Talk recordings are available here.
Biography: Arthur Gretton is a Professor with the Gatsby Computational Neuroscience Unit, director of the Centre for Computational Statistics and Machine Learning (CSML) at UCL, and an ELLIS Fellow. He received degrees in Physics and Systems Engineering from the Australian National University, and a PhD with Microsoft Research and the Signal Processing and Communications Laboratory at the University of Cambridge. He previously worked at the MPI for Biological Cybernetics, and at the Machine Learning Department, Carnegie Mellon University. Arthur’s recent research interests in machine learning include causal inference and representation learning, design and training of generative models, and nonparametric hypothesis testing. He has been an associate editor at IEEE Transactions on Pattern Analysis and Machine Intelligence, an Action Editor for JMLR, Senior Area Chair for NeurIPS in 2018 and 2021 and ICML in 2022, a member of the COLT Program Committee in 2013, and a member of Royal Statistical Society Research Section Committee since January 2020. Arthur was program chair for AISTATS in 2016 (with Christian Robert), tutorials chair for ICML 2018 (with Ruslan Salakhutdinov), workshops chair for ICML 2019 (with Honglak Lee), program chair for the Dali workshop in 2019 (with Krikamol Muandet and Shakir Mohammed), and co-organsier of the Machine Learning Summer School 2019 in London (with Marc Deisenroth).

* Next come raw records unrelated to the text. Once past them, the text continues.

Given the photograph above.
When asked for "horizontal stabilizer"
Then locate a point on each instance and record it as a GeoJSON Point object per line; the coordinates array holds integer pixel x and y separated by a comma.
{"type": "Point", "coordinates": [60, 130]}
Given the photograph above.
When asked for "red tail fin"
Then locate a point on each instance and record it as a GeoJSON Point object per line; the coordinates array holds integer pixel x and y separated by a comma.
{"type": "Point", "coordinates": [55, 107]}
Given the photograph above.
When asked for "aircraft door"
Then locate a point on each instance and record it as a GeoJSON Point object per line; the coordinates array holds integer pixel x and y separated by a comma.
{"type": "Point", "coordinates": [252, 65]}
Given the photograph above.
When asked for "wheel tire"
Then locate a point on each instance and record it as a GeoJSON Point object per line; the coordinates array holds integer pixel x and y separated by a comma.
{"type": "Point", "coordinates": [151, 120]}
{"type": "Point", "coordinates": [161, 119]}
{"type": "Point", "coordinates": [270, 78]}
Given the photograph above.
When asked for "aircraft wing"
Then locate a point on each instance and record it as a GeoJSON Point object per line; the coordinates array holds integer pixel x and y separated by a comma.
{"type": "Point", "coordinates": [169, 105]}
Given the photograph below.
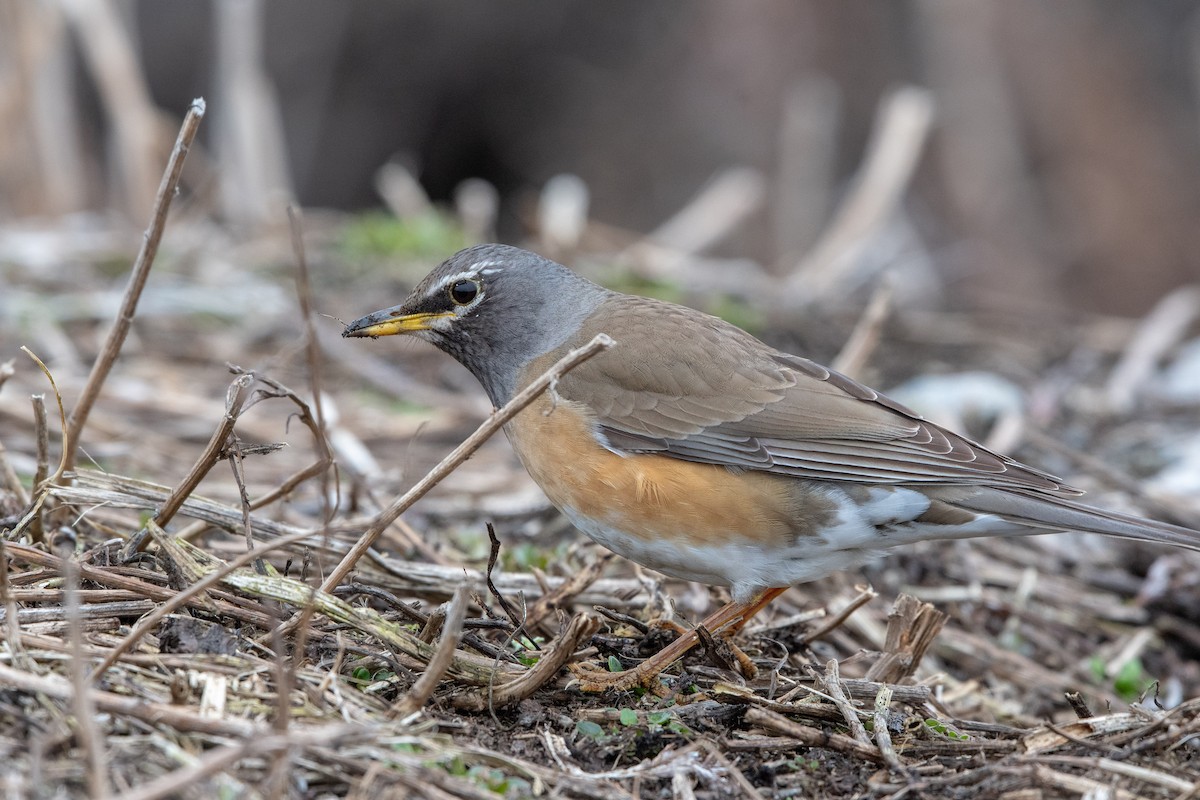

Biography: Shakir Mohamed works on technical and sociotechnical questions in machine learning research, working on problems in machine learning principles, applied problems in healthcare and environment, and ethics and diversity. Shakir is a Director for Research at DeepMind in London, an Associate Fellow at the Leverhulme Centre for the Future of Intelligence, and a Honorary Professor of University College London. Shakir is also a founder and trustee of the Deep Learning Indaba, a grassroots charity whose work is to build pan-African capacity and leadership in AI. Amongst other roles, Shakir served as the senior programme chair for ICLR2021, and as the General Chair for NeurIPS 2022. Shakir also serves on the Board of Directors for some of the leading conferences in the field of machine learning and AI (ICML, ICLR, NeurIPS), is a member of the Royal Society diversity and inclusion committee, and on the international scientific advisory committee for the pan-Canadian AI strategy. Shakir is from South Africa, completed a postdoc at the University of British Columbia, received his PhD from the University of Cambridge, and received his masters and undergraduate degrees in Electrical and Information engineering from the University of the Witwatersrand, Johannesburg.
Biography: Tamara Broderick is an Associate Professor in the Department of Electrical Engineering and Computer Science at MIT. She is a member of the MIT Laboratory for Information and Decision Systems (LIDS), the MIT Statistics and Data Science Center, and the Institute for Data, Systems, and Society (IDSS). She completed her Ph.D. in Statistics at the University of California, Berkeley in 2014. Previously, she received an AB in Mathematics from Princeton University (2007), a Master of Advanced Study for completion of Part III of the Mathematical Tripos from the University of Cambridge (2008), an MPhil by research in Physics from the University of Cambridge (2009), and an MS in Computer Science from the University of California, Berkeley (2013). Her recent research has focused on developing and analyzing models for scalable Bayesian machine learning. She has been awarded selection to the COPSS Leadership Academy (2021), an Early Career Grant (ECG) from the Office of Naval Research (2020), an AISTATS Notable Paper Award (2019), an NSF CAREER Award (2018), a Sloan Research Fellowship (2018), an Army Research Office Young Investigator Program (YIP) award (2017), Google Faculty Research Awards, an Amazon Research Award, the ISBA Lifetime Members Junior Researcher Award, the Savage Award (for an outstanding doctoral dissertation in Bayesian theory and methods), the Evelyn Fix Memorial Medal and Citation (for the Ph.D. student on the Berkeley campus showing the greatest promise in statistical research), the Berkeley Fellowship, an NSF Graduate Research Fellowship, a Marshall Scholarship, and the Phi Beta Kappa Prize (for the graduating Princeton senior with the highest academic average).